Enterprises like to talk about data, but what you may not hear as often is how they are actually exploiting the data they collect. According to a report entitled “How organizations can unlock value and insight from the information they hold,” from Pricewaterhouse Coopers (PwC) and Iron Mountain, companies have a lot of progress to make before they start making better use of the data.

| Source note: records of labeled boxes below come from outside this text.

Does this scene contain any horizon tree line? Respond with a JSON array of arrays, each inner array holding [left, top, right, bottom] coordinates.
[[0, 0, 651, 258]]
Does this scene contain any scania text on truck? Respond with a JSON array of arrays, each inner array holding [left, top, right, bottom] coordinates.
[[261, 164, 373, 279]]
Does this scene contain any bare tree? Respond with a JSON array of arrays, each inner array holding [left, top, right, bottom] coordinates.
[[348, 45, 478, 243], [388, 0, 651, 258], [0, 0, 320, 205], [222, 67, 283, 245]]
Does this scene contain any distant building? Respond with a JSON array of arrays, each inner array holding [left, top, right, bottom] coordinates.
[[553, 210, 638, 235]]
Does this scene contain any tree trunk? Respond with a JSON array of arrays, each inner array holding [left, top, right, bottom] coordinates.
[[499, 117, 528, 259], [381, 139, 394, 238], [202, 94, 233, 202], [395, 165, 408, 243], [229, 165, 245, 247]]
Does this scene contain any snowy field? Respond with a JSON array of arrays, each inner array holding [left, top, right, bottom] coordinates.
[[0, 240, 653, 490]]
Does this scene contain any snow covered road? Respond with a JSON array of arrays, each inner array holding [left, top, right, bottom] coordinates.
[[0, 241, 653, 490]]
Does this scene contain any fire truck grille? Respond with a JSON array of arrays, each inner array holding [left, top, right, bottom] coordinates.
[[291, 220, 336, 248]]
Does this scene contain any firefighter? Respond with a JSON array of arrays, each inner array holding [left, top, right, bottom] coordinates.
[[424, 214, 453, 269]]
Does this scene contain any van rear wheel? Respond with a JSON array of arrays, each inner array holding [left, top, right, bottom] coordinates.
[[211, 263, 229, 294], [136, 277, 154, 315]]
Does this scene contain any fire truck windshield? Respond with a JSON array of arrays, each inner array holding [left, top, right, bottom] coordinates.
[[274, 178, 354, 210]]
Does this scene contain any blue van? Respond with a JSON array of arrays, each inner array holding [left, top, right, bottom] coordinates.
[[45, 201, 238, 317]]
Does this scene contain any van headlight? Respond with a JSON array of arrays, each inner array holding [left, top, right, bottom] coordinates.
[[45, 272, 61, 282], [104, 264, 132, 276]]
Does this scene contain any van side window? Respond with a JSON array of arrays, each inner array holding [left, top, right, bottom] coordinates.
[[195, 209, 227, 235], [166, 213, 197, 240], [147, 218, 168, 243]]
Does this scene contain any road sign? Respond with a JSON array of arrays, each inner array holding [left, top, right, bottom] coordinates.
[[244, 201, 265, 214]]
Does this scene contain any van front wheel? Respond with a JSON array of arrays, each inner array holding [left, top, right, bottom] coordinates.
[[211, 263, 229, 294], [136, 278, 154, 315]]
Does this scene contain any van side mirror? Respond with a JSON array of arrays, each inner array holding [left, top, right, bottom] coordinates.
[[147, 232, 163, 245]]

The study surveyed 1,800 senior business leaders in North America and Europe at mid-sized companies with more than 250 employees and enterprise-level organizations with over 2,500 employees. And the results were surprising, — only a small percentage of companies reported effective data management practices.
“Data is the lifeblood of the digital economy, it can give insight, inform decisions and deepen relationships,” according to Richard Petley, director of PwC Risk and Assurance. “It can be bought, sold, shared and even stolen — all things that suggest that data has value. Yet when we conducted our research very few organizations can attribute a value and, more concerning, many do not yet have the capabilities we would expect to manage, protect and extract that value.”
Businesses lack data strategies
The study found that while 75 percent of business leaders from companies of all sizes, locations and sectors feel they’re “making the most of their information assets,” in reality, only 4 percent are set up for success. Overall, 43 percent of companies surveyed “obtain little tangible benefit from their information,” while 23 percent “derive no benefit whatsoever,” according to the study.
That means three quarters of organizations surveyed lack the skills and technology to use their data to gain an edge on competitors. Even further, three out of four companies haven’t employed a data analyst, and out of companies that do, only one quarter are using these employees competently, according to the survey.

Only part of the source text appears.